Hopefully I will survive the night to get this to publication.
“Myers Ridge is a large succession of hills
outside of the town of Ridgewood. Recently, I became aware of
electrical problems here, mainly car engines stalling and cell
phones and digital cameras not working. At the same time, I heard
reports about mysterious fog formations and red and yellow lights
seen at night. My colleagues are, without evidence, claiming that
these formations are hallucinations, downright lies, or at best:
luminous protean clouds rising from deep within the hill.”
The fog shifted. Donohue held his breath.

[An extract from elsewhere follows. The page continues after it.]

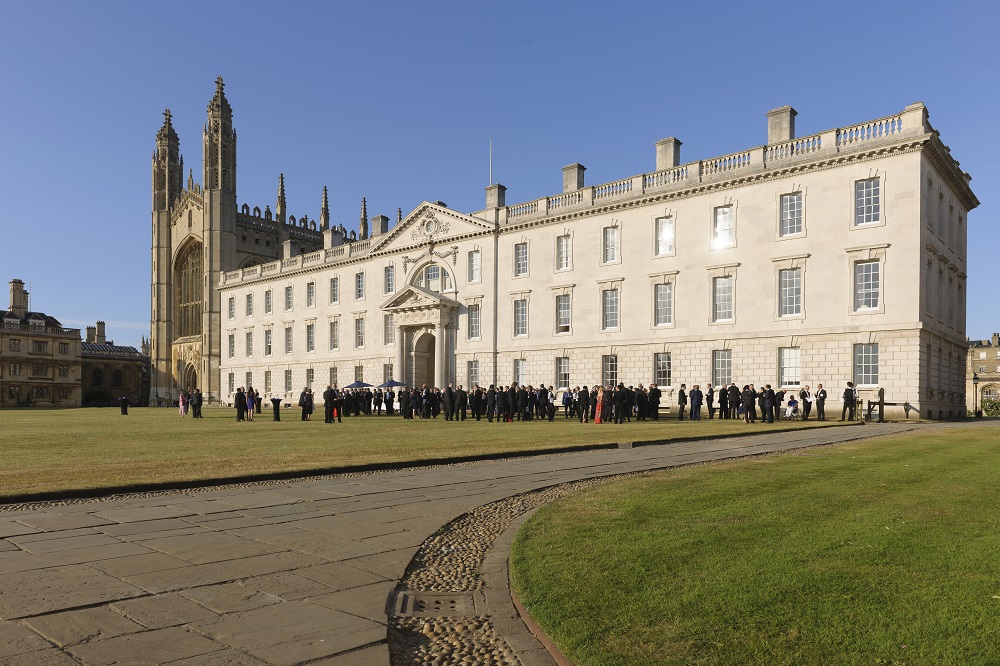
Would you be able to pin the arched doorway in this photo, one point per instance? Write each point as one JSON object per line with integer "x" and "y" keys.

When nothing more happened, he said, “Long before Ridgewood was
founded, the indigenous people here told tales of a cloud person
with three red hearts and a head of gold that visited them after an
earthquake.
“Another quake was recorded in 1702. A
European settler, when upon viewing a strange fog in his potato
field, killed his wife and two children and stuffed them in the
belly of a slaughtered cow.”
The fog shifted again and stopped. It made no
advancement.
“It’s been centuries since that earthquake
and the one we had earlier this year. I believe the fog and the
quakes are related somehow. Perhaps the fog was released from
underground by the quakes.”
The fog shifted. Its red lights inside became
brighter until Donohue saw that the lights were three distinct
pulsating objects.
“Like living organs,” he said. Then to his
recorder: “Daylight is almost gone. I am viewing now, as best as I
can, what I believe is one of these cloud creatures.” He stopped.

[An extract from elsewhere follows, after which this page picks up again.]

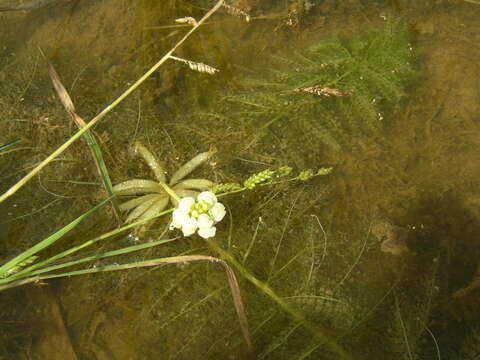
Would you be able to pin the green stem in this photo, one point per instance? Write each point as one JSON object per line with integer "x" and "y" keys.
{"x": 317, "y": 331}
{"x": 170, "y": 191}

Why had he called it a creature? Why hadn’t he called it a
subject?
“Are those hearts?” His hand holding the
recorder trembled. So did his shoulders, sending small wattages of
pain through his lower back and leg.
“A chill is gripping me,” he said. “I need
warmth.” He once more tried his cell phone. This time he cursed,
his anger directed at the fog.
“You’re the reason no advanced electrical
gadget will work. What are you? Speak to me, damn it. WHAT ARE
YOU?”
The fog remained pulsating but otherwise
still.
Donohue shivered and cried out from the pain.
He closed his eyes until the excruciation abated. When he looked
down the hill, the fog was still there, its red lights pulsating
faster, brighter. Around it, for several feet, the grass and ground
looked dry. More than that, it looked warm and inviting.
Donohue shivered and cried out again. The he
crawled backward, inching his way to the warmth.
The fog stood motionless, waiting.
Donohue crawled to within a few feet from the
fog. Its heat felt like summer sunlight on a wintry day. It entered
his wet clothes, steamed his back and felt good.
He inched closer. His hip stopped throbbing.
He felt his knee mending. He crawled closer still; he needed more
of what the creature was giving him. He crawled to within inches
from the fog, did a crabwalk as he turned to face the fog, and
looked inside, past the pulsating organs. There, he saw a heavenly
place he wanted to be at. And despite what his scientific mind said
as he stood and entered, he saw that it was real.
#
A Haunting
WHAT A CRIME it felt to Reverend Gloria Jackson to
believe such a beautiful house could be haunted. To know the place,
it looked no different from any other Victorian country house in
Ridgewood, Pennsylvania. As Gloria walked the sunny grounds that
October evening, she sensed the leftover energy of a time when
wealthy Victorians spent an incredible amount of time socializing
inside their homes. In Victorian America, nothing displayed one’s
status like their house, and the house of a successful Victorian
family was more than merely a home; it was a statement of their
taste, wealth, and education.
Fiona Bay’s house was one of them, preserved
to remain impressive through time by superb craftsmanship and great
care. Standing in front of Gloria and surrounded by a neatly
manicured lawn and shrubbery that sprawled over half an acre, the
stately house seemed at first glance the most unlikely of places to
house demonic spirits.
“Fiona was calling forth the dead,” Melissa
Bay told Gloria after dinner later that Friday night. Melissa, a
strong-backed woman, sat across from Gloria at the long table.
Richard sat to Melissa’s right inside the spacious dining room.